4.4 KiB
Let's begin from 1/3 of a journey, name when TupleBPS starts sending PrimitiveTasks towards PrimProc process - worker. The task usually causes BPP to process a series of records called RowGroup. BPP::execute() has a method called sendResponse() that serializes RowGroup buffer class - RGData into transmitable ByteStream. This ByteStream is to be sent back to ExeMgr facility(coordinator) via either network or a function call(if PP and EM belongs to the same process). The ByteStream goes into DistributedEngineCommunication queue(via either TCP socket reading thread or function call from the prev stage puts it into the DEC queue) that belongs to that particular uniqueID(subquery, small side of a JOIN, a query). TBPS at this point has a reading thread that runs the main loop of TBPS::receiveMultiPrimitiveMessage. TBPS reads a bunch of ByteStreams from the queue with the uniqueID, turns them into RGData buffers and then either puts it into DataList(another queue) that is used b/w JobSteps or preprocesses RGDatas and puts it into DL. After EM query execution pipeline is done the coordinator sends the results to the plugin, or in case of a syscat query whatever facility asks for the results. The bottlenecks and limitations becomes obvious when there is a load or computation resources are scarce, e.g. in containers(see MCOL-5489)
- DEC queues are unlimited that hides the fact that TBPS can't handle the workload. This fact also increases the latency and consumes RAM to store ByteStreams that TBPSn JobSteps or MDB can't handle in time b/c there are multiple producer threads in PP and single consumer;
- This behavior was uncovered with the patch that forces PP worker to put a Bytestream directly into DEC via method call. Previously PP sends ByteStream over a local loopback.

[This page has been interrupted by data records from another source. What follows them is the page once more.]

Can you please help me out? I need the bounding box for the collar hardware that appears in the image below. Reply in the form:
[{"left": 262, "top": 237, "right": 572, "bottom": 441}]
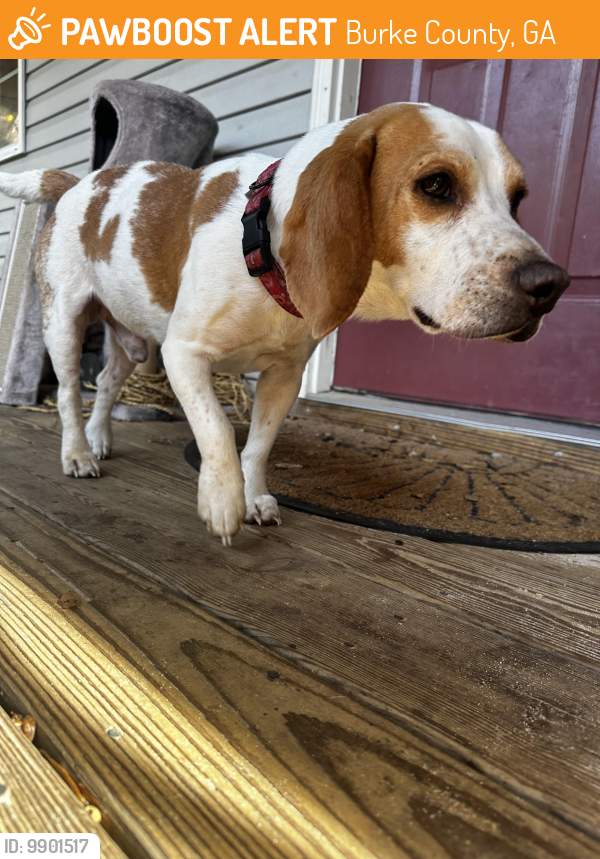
[{"left": 241, "top": 195, "right": 273, "bottom": 278}]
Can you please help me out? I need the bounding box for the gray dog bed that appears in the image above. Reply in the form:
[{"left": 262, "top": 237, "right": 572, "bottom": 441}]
[{"left": 89, "top": 79, "right": 218, "bottom": 170}]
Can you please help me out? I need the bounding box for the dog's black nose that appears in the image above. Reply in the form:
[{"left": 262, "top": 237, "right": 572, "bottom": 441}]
[{"left": 514, "top": 261, "right": 570, "bottom": 314}]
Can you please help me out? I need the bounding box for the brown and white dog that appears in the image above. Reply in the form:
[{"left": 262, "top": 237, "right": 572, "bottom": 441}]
[{"left": 0, "top": 103, "right": 569, "bottom": 543}]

- There is a flow control mechanism that forces PP to collect ByteStreams locally, this flow control also asks for a confirmation for every PrimitiveMsg. This mechanism proves itself ineffective b/c it is basically the same, namely it has an unlimited queue;
- DataList queues are limited so DLs back propagate a processing congestion
stateDiagram-v2
PP --> DEC : ByteStream
PP --> DEC : ByteStream
PP --> DEC : ByteStream
DEC --> TBPS
TBPS --> PP : PrimitiveMsg
TBPS --> PP : PrimitiveMsg
TBPS --> PP : PrimitiveMsg
TBPS --> TNS : DataList
There is a mechanism called Control Flow that does it best to prevent ExeMgr facility overload. There are number of parameters that modify Control Flow behavior. Here are all of them with their defaults.
<ControlFlow>
<BPPSendThreadBytesThresh>250000000</BPPSendThreadBytesThresh>
<BPPSendThreadMsgThresh>100</BPPSendThreadMsgThresh>
<DECFlowControlEnableBytesThresh>50000000</DECFlowControlEnableBytesThresh>
<DECFlowControlDisableBytesThresh>10000000</DECFlowControlDisableBytesThresh>
</ControlFlow
The previous schema had an addition, namely a SendingThread b/w PP and DEC that has a limited ByteStream queue. If a certain DEC queue byte size gets over DECFlowControlEnableBytesThresh DEC signals to PP to send ByteStreams via SendingThread queue only. If DEC queue size in bytes becomes smaller than DECFlowControlDisableBytesThreshs DEC signals PP to stop using SendingThread. If (SendingThread queue size in bytes > BPPSendThreadBytesThresh and queue size > 3) or (SendingThread queue size > BPPSendThreadMsgThresh) PP begins to reschedule(effectively fail before PP starts doing them) PrimitiveMsgs it gets from TBPS[1].
stateDiagram-v2
PP --> DEC : ByteStream
PP --> DEC : ByteStream
PP --> DEC : ByteStream
PP --> SendingThread : if DEC queue is overloaded
SendingThread --> DEC
DEC --> TBPS
DEC --> PP : Signals that specific DEC queue is overloaded
TBPS --> PP : PrimitiveMsg
TBPS --> PP : PrimitiveMsg
TBPS --> PP : PrimitiveMsg
TBPS --> JobStep : DataList
There is an unlimited queue in DEC and IMHO it is hard to put a limit there so the suggested approach is:
- Move control flow into TBPS
- There will be a cummulative (bytes size + queue depth) metric.
- The metric affects the number of maximum concurrent outstanding PrimitiveMsges, namely the bigger the metric value is the smaller the number of outstanding PrimitiveMsges
- Not ideal at all b/c there might be multiple ExeMgrs in a cluster, some of them might be overloaded but SendThread is shared for all of them.